A Lei 11.340/06 mais conhecida como Lei Maria da Penha é um avanço, extremamente tardio, sobre o reconhecimento e a tipificação criminal da violência doméstica e contra a mulher.
Desde 2006 diversas alterações foram feitas na Lei, pela necessidade de aprimoramento na proteção às mulheres.
Em 2017, entre outras inserções, determinou que o atendimento à vítima de violência seja preferencialmente feita por servidoras do sexo feminino, que seja evitado o contato com o agressor, e a revitimização das vítimas em seus depoimentos. Isso porque o constrangimento a que é submetida uma vítima de violência doméstica durante o processo, feito inclusive pelas instâncias que deveriam garantir esse direito, atua no sentido de coibir as denúncias.
Em 2018, além de inserir a violação da intimidade como exemplo de violência psicológica, tipificou criminalmente a conduta de agentes que descumprem medidas protetivas de urgência, pois não eram raros os relatos de revitimização ou de condutas que dificultavam ou impediam as denúncias.
Em 2019 a Lei foi alterada de diversas formas, incluiu que o juiz assegure o encaminhamento à assistência judiciária, que a vítima seja informada de seus direitos e de todos os serviços disponíveis pelo Estado, que o agressor seja responsável por ressarcir o Estado pelos gastos e medidas protetivas com a vítima, que tenha prioridade de matrícula e transferência em escolas públicas as crianças vítimas ou filhas de vítimas, perda de posse e porte de arma de fogo para acusados de violência doméstica, que conste nos Boletins de Ocorrência quando a vítima for pessoa com deficiência e, por fim, a determinação de acompanhamento psicológico e reabilitação para os agressores.
Ainda em 2019 a Lei ampliou a gama de servidores que podem aplicar medidas protetivas, anteriormente somente autorizada pelo Juiz, a partir de então, podem ser determinadas pelo Delegado de polícia ou policiais.
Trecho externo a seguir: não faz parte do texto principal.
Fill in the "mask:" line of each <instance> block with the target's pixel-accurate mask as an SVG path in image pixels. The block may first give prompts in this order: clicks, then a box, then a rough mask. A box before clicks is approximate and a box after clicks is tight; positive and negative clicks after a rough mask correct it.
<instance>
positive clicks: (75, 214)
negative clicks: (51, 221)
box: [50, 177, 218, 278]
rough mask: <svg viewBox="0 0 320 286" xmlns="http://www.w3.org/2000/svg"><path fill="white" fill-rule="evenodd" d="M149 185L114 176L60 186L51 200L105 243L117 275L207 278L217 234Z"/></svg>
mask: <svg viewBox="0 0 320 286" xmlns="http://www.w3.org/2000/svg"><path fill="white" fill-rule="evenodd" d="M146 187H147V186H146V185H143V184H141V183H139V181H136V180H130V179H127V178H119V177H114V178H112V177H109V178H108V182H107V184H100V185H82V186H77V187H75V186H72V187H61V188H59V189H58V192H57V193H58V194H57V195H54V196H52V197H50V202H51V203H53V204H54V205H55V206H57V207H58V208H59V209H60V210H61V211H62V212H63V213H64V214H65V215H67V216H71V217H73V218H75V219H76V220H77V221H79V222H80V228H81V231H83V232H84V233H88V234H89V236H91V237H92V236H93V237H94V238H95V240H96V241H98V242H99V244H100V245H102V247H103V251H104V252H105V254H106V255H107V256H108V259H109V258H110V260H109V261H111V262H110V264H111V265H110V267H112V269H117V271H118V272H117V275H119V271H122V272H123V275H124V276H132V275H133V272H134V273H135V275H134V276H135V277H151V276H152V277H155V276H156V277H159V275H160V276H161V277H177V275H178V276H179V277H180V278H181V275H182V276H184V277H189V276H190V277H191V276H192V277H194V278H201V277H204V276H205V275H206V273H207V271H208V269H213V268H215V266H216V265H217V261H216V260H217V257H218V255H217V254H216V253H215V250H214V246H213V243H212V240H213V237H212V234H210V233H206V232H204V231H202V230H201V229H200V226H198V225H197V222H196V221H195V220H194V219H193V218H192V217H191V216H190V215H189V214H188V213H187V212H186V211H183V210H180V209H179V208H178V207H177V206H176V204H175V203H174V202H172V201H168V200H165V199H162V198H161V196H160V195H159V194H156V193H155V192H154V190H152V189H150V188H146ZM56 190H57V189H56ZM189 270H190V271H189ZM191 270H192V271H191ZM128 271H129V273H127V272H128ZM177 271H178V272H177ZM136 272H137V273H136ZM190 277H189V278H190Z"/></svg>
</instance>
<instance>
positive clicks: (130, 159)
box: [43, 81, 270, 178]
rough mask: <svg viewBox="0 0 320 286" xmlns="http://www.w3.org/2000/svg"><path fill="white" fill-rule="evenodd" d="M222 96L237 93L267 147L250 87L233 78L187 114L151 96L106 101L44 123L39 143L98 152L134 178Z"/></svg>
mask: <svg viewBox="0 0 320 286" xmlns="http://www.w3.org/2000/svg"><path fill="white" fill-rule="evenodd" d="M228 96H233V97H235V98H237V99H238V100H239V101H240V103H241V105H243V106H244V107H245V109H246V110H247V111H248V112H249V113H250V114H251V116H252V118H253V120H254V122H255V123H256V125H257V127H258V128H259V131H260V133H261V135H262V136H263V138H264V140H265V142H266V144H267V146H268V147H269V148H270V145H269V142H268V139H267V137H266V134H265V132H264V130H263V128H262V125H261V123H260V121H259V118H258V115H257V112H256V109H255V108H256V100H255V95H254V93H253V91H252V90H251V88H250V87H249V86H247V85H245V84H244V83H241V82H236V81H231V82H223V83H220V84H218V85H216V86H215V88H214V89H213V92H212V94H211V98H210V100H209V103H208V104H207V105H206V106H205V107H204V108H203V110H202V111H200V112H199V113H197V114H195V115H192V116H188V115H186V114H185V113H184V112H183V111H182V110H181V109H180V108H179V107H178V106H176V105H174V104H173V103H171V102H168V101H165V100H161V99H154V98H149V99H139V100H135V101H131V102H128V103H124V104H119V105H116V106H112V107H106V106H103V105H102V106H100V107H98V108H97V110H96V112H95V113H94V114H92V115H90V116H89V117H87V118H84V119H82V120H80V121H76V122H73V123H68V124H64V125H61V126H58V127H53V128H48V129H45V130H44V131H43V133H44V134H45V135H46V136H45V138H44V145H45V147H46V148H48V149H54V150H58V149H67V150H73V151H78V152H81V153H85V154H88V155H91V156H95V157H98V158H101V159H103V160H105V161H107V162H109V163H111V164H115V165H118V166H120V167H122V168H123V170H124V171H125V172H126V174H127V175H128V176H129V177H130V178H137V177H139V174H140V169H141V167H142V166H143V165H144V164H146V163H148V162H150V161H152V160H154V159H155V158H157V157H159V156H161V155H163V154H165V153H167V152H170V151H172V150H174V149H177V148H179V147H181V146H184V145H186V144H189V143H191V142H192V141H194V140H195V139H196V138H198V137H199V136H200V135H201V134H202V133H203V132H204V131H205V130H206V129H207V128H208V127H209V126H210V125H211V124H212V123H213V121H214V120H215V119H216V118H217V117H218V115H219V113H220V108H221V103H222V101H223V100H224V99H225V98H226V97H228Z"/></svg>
Em abril desse ano foi determinado que, além disso, o início da medida protetiva seja determinado a partir de depoimento da vítima, antes era somente com o registro de Boletim de Ocorrência.
Com tudo isso e com os persistentes registos de violência contra as mulheres, somente em 2015 foi aprovada a Lei 13.104 que tipifica como crime hediondo o feminicídio que é assassinato de mulheres provenientes da discriminação por sua condição de gênero.
Essas Leis e suas mudanças vieram a partir de uma leitura da realidade que apenas denunciar o agressor não é suficiente para que a mulher seja protegida.
O acolhimento pelo Estado precisa ser efetivo pois, a dependência financeira, a presença de filhos e a falta de rede de apoio dentre tantos outros motivos podem colocar mulheres em situação vulnerável e expostas à violência. A omissão do Estado mata no sentido de não prevenir a violência contra a mulher.
E, mesmo com todo esse entendimento pelo judiciário, somente em agosto de 2023 o STF derrubou a tese da “legítima defesa da honra” presente no Código Penal Brasileiro usado para argumentar na defesa de feminicidas. A culpabilização da vítima como autora e por “possíveis” motivos que desencadeariam a agressão estão na lei e seguem em nossa sociedade.
A mudança cultural de que a vítima é sempre vítima e que nenhum comportamento seu deve servir de argumento para desculpar uma agressão é recente e proveniente de muita luta dos movimentos feministas contra o patriarcado. Mas, o patriarcado segue matando incessantemente e descaradamente.
Não são apenas as Leis que podem mudar esse cenário, essas Leis tratam de repressão. É necessário preservar vidas. A lei por si só não é capaz de evitar violência. E se leis como essas são necessárias, é porque o patriarcado ainda se impõe. E em maior grau é contra ele que devemos agir.
Não são leis de um sistema judiciário burguês que garantirão a igualdade de condições entre homens e mulheres da classe trabalhadora. Não são somente políticas públicas que cumprirão este papel.
O fato é que, embora avanços sejam importantes, não haverá igualdade de gênero em uma sociedade capitalista. Então, respondendo a pergunta, temos o que comemorar? Cada vida salva é um motivo de comemoração. Mas é necessário luta e organização para que avancemos contra o fim do patriarcado e do capitalismo que são as raízes de tanta violência.